Luckily, the solution to identity compromise is simple. The implementation of phishing-resistant multifactor authentication (MFA) can stop over 99% of this type of attack even if the attacker has the correct username and password combination.

"Security is not only a technical challenge but a governance imperative..." Microsoft adds in their blog post. "Governments must build frameworks that signal credible and proportionate consequences for malicious activity that violates international rules." (The report also found that America is the #1 most-targeted country — and that many U.S. companies have outdated cyber defenses.)

But while "most of the immediate attacks organizations face today come from opportunistic criminals looking to make a profit," Microsoft writes that nation-state threats "remain a serious and persistent threat." More details from the Associated Press: Russia, China, Iran and North Korea have sharply increased their use of artificial intelligence to deceive people online and mount cyberattacks against the United States, according to new research from Microsoft. This July, the company identified more than 200 instances of foreign adversaries using AI to create fake content online, more than double the number from July 2024 and more than ten times the number seen in 2023.
Examples of foreign espionage cited by the article:
  • China is continuing its broad push across industries to conduct espionage and steal sensitive data...
  • Iran is going after a wider range of targets than ever before, from the Middle East to North America, as part of broadening espionage operations..
  • "[O]utside of Ukraine, the top ten countries most affected by Russian cyber activity all belong to the North Atlantic Treaty Organization (NATO) — a 25% increase compared to last year."
  • North Korea remains focused on revenue generation and espionage...

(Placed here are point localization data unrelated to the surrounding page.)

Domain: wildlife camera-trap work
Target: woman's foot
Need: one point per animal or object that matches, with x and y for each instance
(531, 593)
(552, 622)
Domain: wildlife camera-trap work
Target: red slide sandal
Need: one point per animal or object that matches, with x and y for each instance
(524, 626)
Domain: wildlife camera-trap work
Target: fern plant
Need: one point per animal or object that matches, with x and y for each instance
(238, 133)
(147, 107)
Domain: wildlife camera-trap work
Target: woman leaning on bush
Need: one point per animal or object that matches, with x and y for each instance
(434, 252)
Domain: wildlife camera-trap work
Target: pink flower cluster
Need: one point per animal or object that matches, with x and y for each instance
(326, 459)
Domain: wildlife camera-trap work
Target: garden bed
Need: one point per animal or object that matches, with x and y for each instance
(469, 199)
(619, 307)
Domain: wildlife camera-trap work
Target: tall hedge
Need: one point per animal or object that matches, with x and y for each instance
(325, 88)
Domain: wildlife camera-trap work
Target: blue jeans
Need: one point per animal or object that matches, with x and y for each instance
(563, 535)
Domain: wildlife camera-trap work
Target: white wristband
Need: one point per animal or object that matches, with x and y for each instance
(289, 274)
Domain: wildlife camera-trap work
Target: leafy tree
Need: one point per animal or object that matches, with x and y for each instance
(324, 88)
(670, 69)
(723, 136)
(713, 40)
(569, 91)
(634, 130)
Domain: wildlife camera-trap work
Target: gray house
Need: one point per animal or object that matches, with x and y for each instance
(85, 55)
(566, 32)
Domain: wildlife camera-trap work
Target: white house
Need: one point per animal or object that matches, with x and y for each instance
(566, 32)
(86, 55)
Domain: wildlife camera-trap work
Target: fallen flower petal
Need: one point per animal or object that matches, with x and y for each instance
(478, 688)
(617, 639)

There was one especially worrying finding. The report found that critical public services are often targeted, partly because their tight budgets limit their incident response capabilities, "often resulting in outdated software.... Ransomware actors in particular focus on these critical sectors because of the targets' limited options. For example, a hospital must quickly resolve its encrypted systems, or patients could die, potentially leaving no other recourse but to pay."